Activity-passivity issue voor ontwikkeling:
in welke mate zijn mensen actief in het vormen en beïnvloeden van hun omgeving, en in welke mate is dit buiten hun controle? Activity betekent controle over omgeving, passivity betekent omgeving controle over jou.
Continuity-Discontinuity issue voor ontwikkeling:
veranderen mensen abrupt en kwalitatief of gradueel en kwantitatief? Continuity betekent graduele verandering, discontinuity betekent fasen. Kwalitatief (soort) of kwantitatief (mate van).
Continue: kwantitatief beter worden
Discontinu: kwalitatief (plotseling) beter worden
Universality-Context specificity issue voor ontwikkeling:
zijn onwikkelingsveranderingen hetzelfde over verschillende culturen (universeel) of hangt het af van cultuur? (context).

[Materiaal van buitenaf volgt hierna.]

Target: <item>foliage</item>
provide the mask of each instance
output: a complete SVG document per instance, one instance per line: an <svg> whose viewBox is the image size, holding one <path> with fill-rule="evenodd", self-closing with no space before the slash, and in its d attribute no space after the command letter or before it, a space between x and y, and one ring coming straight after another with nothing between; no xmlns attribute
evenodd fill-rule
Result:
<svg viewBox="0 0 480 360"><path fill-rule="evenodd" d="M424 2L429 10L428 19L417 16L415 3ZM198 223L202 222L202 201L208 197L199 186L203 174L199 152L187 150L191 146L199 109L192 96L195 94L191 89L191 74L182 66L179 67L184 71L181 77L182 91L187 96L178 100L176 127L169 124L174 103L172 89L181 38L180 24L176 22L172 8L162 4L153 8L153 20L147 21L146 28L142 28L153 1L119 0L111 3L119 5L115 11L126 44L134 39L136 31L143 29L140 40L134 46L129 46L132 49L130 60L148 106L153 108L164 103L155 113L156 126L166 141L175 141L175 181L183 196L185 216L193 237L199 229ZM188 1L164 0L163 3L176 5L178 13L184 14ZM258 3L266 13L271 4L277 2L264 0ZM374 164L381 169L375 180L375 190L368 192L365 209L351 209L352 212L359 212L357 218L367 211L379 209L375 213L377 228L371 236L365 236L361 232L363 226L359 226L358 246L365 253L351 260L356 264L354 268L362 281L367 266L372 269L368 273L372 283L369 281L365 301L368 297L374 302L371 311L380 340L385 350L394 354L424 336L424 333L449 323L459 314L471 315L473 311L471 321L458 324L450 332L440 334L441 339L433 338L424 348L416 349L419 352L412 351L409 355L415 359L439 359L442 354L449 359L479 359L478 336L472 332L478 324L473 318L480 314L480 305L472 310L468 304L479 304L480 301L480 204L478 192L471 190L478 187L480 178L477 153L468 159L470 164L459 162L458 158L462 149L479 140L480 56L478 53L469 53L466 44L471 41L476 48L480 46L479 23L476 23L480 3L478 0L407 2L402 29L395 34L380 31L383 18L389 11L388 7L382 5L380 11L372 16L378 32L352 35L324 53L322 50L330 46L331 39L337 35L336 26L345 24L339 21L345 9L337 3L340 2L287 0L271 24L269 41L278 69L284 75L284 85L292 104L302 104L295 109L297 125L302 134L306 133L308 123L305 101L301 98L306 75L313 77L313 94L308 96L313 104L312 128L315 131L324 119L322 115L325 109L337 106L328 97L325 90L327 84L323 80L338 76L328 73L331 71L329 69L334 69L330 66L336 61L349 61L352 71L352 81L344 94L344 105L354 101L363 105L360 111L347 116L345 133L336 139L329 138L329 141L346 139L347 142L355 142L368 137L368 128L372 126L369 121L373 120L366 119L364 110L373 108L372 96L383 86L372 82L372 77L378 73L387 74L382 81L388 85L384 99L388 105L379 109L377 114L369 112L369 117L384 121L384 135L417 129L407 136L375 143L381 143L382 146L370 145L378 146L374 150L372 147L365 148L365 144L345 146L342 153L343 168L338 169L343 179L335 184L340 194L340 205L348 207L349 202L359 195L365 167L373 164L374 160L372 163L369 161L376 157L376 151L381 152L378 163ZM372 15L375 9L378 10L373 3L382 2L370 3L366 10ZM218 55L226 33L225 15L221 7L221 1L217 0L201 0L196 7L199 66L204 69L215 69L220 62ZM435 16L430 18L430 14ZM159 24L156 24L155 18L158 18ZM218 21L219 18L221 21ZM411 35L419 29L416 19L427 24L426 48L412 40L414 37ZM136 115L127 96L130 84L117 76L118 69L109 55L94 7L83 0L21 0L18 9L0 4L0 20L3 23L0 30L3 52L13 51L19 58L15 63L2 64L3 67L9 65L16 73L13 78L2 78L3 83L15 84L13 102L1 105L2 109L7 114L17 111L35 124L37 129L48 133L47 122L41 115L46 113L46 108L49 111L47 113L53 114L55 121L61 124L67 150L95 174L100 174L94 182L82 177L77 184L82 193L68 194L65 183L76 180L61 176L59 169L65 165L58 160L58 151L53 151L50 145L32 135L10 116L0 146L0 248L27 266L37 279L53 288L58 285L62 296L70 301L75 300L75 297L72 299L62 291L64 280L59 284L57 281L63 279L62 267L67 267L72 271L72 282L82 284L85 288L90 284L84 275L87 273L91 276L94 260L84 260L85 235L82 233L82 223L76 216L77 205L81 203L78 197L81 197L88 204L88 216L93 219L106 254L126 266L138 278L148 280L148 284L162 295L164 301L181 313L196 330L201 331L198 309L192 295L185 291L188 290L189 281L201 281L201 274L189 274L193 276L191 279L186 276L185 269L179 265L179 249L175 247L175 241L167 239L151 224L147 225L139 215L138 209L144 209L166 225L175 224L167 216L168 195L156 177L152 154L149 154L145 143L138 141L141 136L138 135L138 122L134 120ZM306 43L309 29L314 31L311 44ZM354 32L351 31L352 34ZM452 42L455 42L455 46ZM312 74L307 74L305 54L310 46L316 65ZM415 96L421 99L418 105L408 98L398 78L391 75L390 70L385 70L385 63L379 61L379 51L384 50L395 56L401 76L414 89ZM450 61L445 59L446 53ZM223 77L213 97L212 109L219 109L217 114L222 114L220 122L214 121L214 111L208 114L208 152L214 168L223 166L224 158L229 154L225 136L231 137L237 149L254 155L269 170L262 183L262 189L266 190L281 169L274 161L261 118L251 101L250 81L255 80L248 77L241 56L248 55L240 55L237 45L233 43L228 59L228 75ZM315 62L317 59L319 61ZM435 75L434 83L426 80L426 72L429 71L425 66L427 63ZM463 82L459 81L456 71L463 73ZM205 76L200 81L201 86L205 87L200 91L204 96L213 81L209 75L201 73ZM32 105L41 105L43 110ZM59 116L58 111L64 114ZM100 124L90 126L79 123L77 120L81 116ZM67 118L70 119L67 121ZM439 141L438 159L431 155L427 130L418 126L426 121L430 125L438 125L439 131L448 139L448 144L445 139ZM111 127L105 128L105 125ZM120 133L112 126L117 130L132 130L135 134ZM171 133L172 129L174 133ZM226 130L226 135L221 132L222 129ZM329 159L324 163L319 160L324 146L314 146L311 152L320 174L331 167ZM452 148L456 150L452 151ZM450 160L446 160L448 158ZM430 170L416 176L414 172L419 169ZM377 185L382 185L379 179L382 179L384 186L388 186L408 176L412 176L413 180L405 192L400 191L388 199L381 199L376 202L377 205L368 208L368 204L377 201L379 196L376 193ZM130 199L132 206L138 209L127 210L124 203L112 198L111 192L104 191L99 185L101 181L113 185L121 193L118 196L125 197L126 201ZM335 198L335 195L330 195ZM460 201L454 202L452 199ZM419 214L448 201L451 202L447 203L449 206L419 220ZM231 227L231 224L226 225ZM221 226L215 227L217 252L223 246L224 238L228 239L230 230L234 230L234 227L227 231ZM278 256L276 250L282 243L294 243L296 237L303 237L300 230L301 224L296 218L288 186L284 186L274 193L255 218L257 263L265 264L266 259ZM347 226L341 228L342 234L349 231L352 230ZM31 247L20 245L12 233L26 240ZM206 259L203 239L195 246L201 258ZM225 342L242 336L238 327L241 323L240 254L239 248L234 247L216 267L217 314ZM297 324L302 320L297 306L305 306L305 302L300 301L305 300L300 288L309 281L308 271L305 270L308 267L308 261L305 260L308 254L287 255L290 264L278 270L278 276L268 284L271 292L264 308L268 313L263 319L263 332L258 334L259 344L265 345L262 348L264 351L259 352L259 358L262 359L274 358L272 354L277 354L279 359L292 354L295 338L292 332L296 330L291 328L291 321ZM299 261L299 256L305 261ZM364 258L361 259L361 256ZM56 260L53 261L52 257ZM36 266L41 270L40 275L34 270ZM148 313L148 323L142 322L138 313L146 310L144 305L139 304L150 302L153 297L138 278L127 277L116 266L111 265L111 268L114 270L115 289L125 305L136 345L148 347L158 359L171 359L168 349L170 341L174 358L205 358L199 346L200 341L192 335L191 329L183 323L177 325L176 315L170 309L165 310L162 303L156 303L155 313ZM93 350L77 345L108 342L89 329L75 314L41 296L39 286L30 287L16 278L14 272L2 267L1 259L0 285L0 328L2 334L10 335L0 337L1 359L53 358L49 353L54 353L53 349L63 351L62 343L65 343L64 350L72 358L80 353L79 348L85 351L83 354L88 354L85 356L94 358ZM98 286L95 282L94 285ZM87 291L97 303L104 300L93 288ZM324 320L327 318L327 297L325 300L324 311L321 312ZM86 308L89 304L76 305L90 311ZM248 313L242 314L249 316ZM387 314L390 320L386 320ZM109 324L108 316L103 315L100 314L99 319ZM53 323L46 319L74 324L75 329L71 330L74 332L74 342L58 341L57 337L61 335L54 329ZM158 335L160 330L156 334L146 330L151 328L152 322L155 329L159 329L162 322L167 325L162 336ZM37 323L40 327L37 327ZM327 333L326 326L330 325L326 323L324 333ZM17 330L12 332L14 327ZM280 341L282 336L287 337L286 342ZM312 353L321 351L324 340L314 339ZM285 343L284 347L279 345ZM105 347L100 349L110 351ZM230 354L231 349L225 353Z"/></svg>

Sociaal-cognitieve (Social learning) theorie (Bandura):
Mensen leren door observatie Modelleren: kijken en imiteren van anderen.
Het actief verwerken van informatie speelt een rol in ontwikkeling, gedrag en leren.
Hoe wij leren is anders dan een rat omdat onze cognitieve vaardigheden verschillen. We anticiperen consequenties.
Observationeel leren:
(Sociaal-cognitieve leertheorie)
Leren door observeren. Cognitievere vorm van leren dan conditionering.
o Bobo-doll experiment: kinderen die het agressieve gedrag richting Bobo gestraft zagen imiteerden het gedrag van behandelaars richting Bobo minder dan wanneer het aangemoedigd werd.
Bobo-doll experiment
(Sociaal-cognitieve leertheorie)
Kinderen die het agressieve gedrag richting Bobo gestraft zagen imiteerden het gedrag van behandelaars richting Bobo minder dan wanneer het aangemoedigd werd.
Latent learning:
(Sociaal-cognitieve leertheorie)
Wanneer je leert door observatie zonder zichtbare gedragsverandering.
Niet imiteren van gedrag maar wel weten hoe. Of ze wel/niet imiteren hangt af van vicarious reinforcement.
Vicarious reinforcement:
(Sociaal-cognitieve leertheorie)
Minder kans op gedragsimitatie door consequenties na gedrag.
Overimitatie:
(Sociaal-cognitieve leertheorie)
Alles imiteren wat ze iemand zien doen, inclusief irrelevant gedrag. Mensen doen dit, andere dieren niet. Adaptief voor ons zodat we elkaar imiteren.
Zelfeffectiviteit (Self-efficacy):
het geloof in jezelf om de gewenste uitkomst te bereiken.
Reciprocal determinism:
Menselijke ontwikkeling vindt plaats door een continue interactie tussen de persoon, gedrag en omgeving: mensen bouwen hun omgeving actief.
Volgens Bandura is ontwikkeling gevormd door …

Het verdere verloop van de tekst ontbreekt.